E&P companies continued to tout the efficiencies and cost-slashing prowess of “pad” drilling and other savings measures undertaken during third-quarter earnings conference calls, highlighting a trend that has been especially notable this year as companies have stepped up activity across a growing number of unconventional fields.
Operators seemed particularly proud of snipping down the number of days needed to drill wells. For example, in South Texas’ prolific Eagle Ford Shale field, Forest Oil aims to migrate to pad drilling, which allows multiple wells to be drilled from a single site rather than moving the rig after each well, company CEO Patrick McDonald said during his company’s call last month.
“We’ve installed a rig walking system that will allow us to skid the rig over in a much shorter time period and allow us to drill four well pad locations in approximately 60 days — a significant time savings over current single-well style drilling,” McDonald said.
Continental Resources, an early mover in the prolific Bakken Shale oil play in North Dakota and Montana, has designed “larger and larger” multiwell pad drilling schemes, with up to 14 wells on a site, company chief operating officer Rick Bott said earlier this month in his company’s call.
“In the first quarter , 10% of our operated rigs were on multiwell pads; today 45% of our operated rigs are engaged in pad drilling, and that percentage will continue to grow,” Bott said. These wells are infill drilling that place wells in-between existing wells to drain more of the reservoir.
This saves Continental money on access and site building costs by extending existing roads and infrastructure built for the original wells, said Bott. “Incremental site construction costs from additional wells from an existing pad are much lower,” he said.

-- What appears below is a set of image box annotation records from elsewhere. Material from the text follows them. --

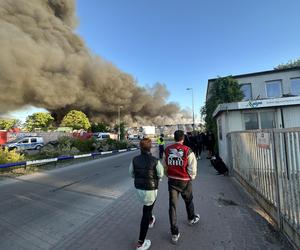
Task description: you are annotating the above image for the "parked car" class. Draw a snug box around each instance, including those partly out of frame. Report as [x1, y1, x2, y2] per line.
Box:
[128, 134, 140, 140]
[93, 132, 110, 141]
[4, 136, 44, 151]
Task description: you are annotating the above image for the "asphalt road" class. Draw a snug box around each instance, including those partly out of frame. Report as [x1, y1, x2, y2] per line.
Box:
[0, 151, 143, 250]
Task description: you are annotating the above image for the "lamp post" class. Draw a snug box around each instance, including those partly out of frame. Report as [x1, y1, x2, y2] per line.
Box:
[186, 88, 195, 132]
[118, 106, 123, 141]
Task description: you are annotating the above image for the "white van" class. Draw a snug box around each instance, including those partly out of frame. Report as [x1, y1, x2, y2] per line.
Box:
[4, 136, 44, 151]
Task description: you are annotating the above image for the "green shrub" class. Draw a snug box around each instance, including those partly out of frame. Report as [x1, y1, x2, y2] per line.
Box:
[0, 148, 25, 164]
[72, 138, 96, 153]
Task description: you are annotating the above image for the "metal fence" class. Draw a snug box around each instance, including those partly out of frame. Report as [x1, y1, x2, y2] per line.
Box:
[229, 128, 300, 248]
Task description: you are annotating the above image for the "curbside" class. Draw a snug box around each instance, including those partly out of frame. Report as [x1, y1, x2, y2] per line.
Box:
[0, 148, 138, 168]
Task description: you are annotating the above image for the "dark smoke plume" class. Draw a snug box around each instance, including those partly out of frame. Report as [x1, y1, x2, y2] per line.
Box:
[0, 0, 191, 124]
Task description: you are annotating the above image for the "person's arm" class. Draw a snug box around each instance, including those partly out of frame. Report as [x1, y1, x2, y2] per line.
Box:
[156, 161, 164, 179]
[187, 152, 197, 180]
[129, 162, 134, 178]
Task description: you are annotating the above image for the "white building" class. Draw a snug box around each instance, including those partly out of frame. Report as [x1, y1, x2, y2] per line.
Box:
[206, 67, 300, 163]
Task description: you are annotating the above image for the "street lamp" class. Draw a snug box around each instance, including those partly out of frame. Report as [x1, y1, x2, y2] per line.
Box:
[186, 88, 195, 131]
[118, 106, 123, 141]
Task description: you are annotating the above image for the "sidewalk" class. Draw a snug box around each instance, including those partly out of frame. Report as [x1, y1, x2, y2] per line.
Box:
[55, 153, 292, 250]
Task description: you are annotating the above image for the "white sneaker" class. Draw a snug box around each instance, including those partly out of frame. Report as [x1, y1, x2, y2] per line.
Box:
[171, 233, 180, 244]
[189, 214, 200, 226]
[136, 240, 151, 250]
[149, 215, 156, 228]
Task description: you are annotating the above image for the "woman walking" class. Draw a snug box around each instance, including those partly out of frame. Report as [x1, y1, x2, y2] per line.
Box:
[129, 138, 164, 250]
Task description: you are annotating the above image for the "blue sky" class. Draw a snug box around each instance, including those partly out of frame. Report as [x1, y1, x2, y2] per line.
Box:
[8, 0, 300, 121]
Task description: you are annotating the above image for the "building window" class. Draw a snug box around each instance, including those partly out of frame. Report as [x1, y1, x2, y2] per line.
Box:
[291, 78, 300, 95]
[266, 80, 282, 98]
[244, 113, 259, 130]
[217, 118, 223, 140]
[241, 83, 252, 101]
[260, 111, 275, 129]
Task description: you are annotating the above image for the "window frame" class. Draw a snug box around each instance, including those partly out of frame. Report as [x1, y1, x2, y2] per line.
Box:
[242, 111, 259, 130]
[242, 109, 277, 131]
[265, 79, 283, 98]
[240, 82, 253, 101]
[290, 76, 300, 96]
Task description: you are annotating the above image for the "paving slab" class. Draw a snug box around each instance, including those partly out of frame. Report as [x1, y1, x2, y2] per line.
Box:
[53, 153, 293, 250]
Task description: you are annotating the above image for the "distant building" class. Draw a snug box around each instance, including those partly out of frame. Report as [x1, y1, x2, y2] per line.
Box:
[206, 67, 300, 162]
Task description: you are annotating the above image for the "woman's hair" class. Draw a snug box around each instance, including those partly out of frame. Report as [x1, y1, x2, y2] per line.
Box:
[140, 138, 152, 152]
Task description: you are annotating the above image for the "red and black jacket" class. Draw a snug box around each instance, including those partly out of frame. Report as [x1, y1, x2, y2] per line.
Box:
[165, 143, 191, 181]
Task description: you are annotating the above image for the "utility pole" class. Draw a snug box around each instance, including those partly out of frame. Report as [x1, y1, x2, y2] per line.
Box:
[118, 106, 123, 141]
[186, 88, 195, 132]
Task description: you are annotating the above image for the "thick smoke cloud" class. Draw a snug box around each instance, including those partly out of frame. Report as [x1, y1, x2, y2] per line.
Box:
[0, 0, 188, 124]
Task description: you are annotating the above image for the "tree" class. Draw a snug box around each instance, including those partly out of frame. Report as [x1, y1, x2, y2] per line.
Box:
[60, 110, 91, 130]
[91, 122, 109, 133]
[0, 119, 20, 130]
[25, 112, 54, 131]
[201, 76, 244, 146]
[274, 58, 300, 69]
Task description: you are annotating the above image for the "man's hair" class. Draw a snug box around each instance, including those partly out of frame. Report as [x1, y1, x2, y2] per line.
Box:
[140, 138, 152, 152]
[174, 130, 184, 142]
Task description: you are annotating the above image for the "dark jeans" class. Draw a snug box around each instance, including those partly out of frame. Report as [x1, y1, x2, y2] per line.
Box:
[139, 202, 155, 243]
[158, 145, 164, 159]
[168, 179, 195, 234]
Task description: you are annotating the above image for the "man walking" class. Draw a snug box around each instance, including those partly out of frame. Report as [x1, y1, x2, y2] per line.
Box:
[157, 134, 166, 159]
[163, 130, 200, 244]
[129, 138, 164, 250]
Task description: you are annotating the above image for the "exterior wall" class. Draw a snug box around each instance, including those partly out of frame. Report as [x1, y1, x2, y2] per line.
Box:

Pad drilling also minimizes rig moves, he added. “When we do move rigs, the average cost per rig move is lower – 17% this year,” he said. The company saves 10%/well on those that are pad-drilled.
Also, using newer, more capable rigs allow faster drilling times, even though the rigs cost more per day to lease. This results in a rise in average wells drilled by 33% to 1.2 wells per rig-month in the third quarter versus the first quarter, said Bott. And the average number of days to drill the well’s lateral–its horizontal leg, which he calls the “most critical part of the hole–dropped 18% through greater efficiencies and accuracy, said Bott.
“If you take our drilling cycle spud to spud, well costs are 25% lower in the third quarter versus the first quarter, in large part because of these drilling efficiencies,” he said. “And that’s on top of a 12% improvement in spud-to-spud we had last year.”
Bott also said the time to complete a well has dropped 25% for the number of days from rig release to first production — from an average 76 days last year to 57 days so far in 2012.
Also, the cost of proppants–substances such as ceramic and sand, that hold open a well’s fracture after hydraulic fracturing–have dropped as much as 40% over 2012, he said. This has reduced Continental’s stimulation cost per fracture “stage” or interval from $124,000/stage in fourth-quarter 2011 to $98,000/stage in third-quarter 2012.
Pad drilling is also a focus for big independent Chesapeake Energy, among the US’ most active upstream operators. The company is ramping up to what company chief operating officer Steve Dixon in early November called “full development mode” in several key plays.
As the company finishes drilling acreage and can hold it by production, “we can focus on pad drilling, our equipment mobilization times will compress, our water handling logistics will get simplified, road and pad construction costs will decline, and many other economies of scales will be realized,” Dixon said.
While difficult to precisely quantify, Chesapeake targets long-term capital efficiency improvements of at least 15% to 20% as it transitions to pad drilling, he said.
In addition, Southwestern Energy, which pioneered the natural gas-prone Fayetteville Shale in Arkansas and is now trying to explore for oil elsewhere, talked up its purchasing savings for oilfield service costs, William Way, the company’s chief operating officer, said.
“Our wells have come down in the quarter a lot due to reduced vendor” costs after the company consolidated vendors, he said. “We’re seeing some reductions in cost there.”
Also, pumping its own wells rather than contracting with an outside oilfield vendor saves about $150,000-$160,000 per well, he said, adding: “We’ll pump a large number of wells next year.”
One upstream operator that has lowered its sand costs even more in recent years is Pioneer Natural Resources, which has a sand mine that supplies sand for a large chunk of its well completions.
“We continue to push the envelope in terms of the use of white sand as opposed to more expensive ceramics” to keep the well fracture open, Pioneer chief operating officer Tim Dove said during a conference call earlier this month.
Dove has said the cost savings is “something like $700,000” per well by using white sand rather than ceramics.
Multi-pad drilling provides “tremendous” cost savings of perhaps $600,000-$700,000/well, said Dove, although he added that may be “somewhat” offset by the use of bigger fracs and longer laterals in the future.